The ATE attempts to create a single effect from the variable effects in the data collected by using a measure of central tendency. You must discuss both. The 95% CI and prediction interval (PI) of an effect is likely the most critical aspect in interpreting the clinical utility of an effect and is the least discussed. It needs to be addressed that the 95% CIs and PIs have a meaningful impact on determining if the effect is accurate enough to be clinically helpful. Most observed effects are not.
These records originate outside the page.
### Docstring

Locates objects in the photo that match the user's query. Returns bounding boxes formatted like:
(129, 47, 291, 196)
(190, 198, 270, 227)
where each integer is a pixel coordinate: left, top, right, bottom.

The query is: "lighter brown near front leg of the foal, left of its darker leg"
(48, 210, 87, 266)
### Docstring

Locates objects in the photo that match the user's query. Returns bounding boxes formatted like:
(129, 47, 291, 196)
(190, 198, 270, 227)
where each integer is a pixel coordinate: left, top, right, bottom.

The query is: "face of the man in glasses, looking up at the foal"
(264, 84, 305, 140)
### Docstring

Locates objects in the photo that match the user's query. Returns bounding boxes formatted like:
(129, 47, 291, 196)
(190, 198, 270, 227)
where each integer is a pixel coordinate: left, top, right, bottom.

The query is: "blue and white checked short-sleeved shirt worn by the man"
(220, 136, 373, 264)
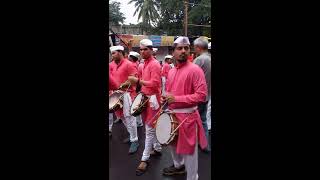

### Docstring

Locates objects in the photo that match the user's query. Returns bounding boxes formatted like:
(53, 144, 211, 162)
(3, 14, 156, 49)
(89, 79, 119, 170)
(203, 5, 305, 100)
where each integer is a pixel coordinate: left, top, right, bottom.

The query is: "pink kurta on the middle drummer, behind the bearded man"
(141, 57, 161, 127)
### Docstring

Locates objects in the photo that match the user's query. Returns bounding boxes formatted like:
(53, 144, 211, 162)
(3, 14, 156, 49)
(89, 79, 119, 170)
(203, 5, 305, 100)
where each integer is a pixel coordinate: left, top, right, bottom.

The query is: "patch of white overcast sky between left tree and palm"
(111, 0, 141, 24)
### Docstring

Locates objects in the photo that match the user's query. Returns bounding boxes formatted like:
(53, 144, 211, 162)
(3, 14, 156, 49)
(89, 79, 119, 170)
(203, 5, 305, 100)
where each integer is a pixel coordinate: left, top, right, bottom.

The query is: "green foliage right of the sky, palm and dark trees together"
(129, 0, 214, 37)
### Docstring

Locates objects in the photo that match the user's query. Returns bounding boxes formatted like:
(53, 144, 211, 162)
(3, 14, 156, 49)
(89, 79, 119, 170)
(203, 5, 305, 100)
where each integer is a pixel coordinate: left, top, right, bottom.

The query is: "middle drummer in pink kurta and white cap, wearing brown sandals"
(129, 39, 161, 176)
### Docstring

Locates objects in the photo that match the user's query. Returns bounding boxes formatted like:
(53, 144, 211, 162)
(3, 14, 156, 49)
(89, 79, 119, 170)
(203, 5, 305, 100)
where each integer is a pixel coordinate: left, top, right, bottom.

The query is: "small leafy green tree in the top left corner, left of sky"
(109, 1, 126, 25)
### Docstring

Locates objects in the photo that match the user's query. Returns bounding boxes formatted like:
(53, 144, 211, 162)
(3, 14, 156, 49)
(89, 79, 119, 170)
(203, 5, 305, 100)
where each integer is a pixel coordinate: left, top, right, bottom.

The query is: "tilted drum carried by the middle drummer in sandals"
(130, 92, 149, 117)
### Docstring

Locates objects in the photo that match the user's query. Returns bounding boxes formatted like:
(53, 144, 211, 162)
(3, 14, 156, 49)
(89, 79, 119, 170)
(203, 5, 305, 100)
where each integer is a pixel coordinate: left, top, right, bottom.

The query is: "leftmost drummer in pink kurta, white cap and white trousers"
(109, 46, 139, 154)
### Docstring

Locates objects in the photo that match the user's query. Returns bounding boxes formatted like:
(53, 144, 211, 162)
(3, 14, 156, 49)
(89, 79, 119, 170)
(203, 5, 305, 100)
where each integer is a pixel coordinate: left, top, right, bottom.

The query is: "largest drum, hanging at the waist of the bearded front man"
(156, 112, 179, 145)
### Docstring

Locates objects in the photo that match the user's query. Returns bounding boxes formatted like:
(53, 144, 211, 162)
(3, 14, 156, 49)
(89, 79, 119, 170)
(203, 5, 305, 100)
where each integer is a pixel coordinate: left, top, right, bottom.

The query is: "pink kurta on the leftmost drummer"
(109, 59, 138, 118)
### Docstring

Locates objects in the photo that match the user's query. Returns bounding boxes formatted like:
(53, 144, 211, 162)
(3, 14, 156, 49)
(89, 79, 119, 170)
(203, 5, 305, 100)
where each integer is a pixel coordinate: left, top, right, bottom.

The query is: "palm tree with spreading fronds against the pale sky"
(128, 0, 159, 32)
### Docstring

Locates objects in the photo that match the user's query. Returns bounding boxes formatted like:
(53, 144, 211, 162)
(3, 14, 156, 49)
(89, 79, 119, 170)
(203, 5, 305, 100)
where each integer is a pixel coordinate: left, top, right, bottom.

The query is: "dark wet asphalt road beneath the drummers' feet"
(109, 118, 211, 180)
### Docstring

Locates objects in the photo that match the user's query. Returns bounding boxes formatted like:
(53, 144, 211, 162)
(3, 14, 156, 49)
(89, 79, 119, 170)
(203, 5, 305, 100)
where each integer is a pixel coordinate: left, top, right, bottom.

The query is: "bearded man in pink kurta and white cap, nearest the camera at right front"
(162, 37, 207, 180)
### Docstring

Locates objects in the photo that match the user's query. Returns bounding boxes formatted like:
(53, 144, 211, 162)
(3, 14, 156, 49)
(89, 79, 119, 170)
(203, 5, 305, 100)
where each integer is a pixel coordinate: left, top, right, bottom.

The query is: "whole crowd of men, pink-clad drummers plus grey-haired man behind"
(109, 36, 211, 180)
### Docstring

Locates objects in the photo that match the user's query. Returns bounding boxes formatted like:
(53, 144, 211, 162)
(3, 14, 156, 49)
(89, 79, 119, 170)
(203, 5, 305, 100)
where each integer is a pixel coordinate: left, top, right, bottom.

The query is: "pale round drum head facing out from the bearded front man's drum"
(156, 113, 171, 144)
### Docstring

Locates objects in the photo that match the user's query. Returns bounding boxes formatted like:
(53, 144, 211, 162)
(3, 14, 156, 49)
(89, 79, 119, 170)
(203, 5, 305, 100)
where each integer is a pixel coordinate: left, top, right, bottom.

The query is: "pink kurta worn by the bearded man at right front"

There are several potential reasons for this heterogeneity related to the prospective validity of the study, the individual patient, how the intervention is provided, and the tool(s) used to measure the effects. If the variability of the compared effects overlaps in a research study or crosses zero in a synthesis of studies, the observed ATE is likely too variable to be considered a “trustworthy” effect. If the variability of the compared groups overlaps or the synthesized heterogeneity measured using prediction intervals crosses zero, the most honest interpretation of the ATE should be that the data is not reliable enough to draw any conclusions.
Please use this interpretation if helpful; please disregard it if not.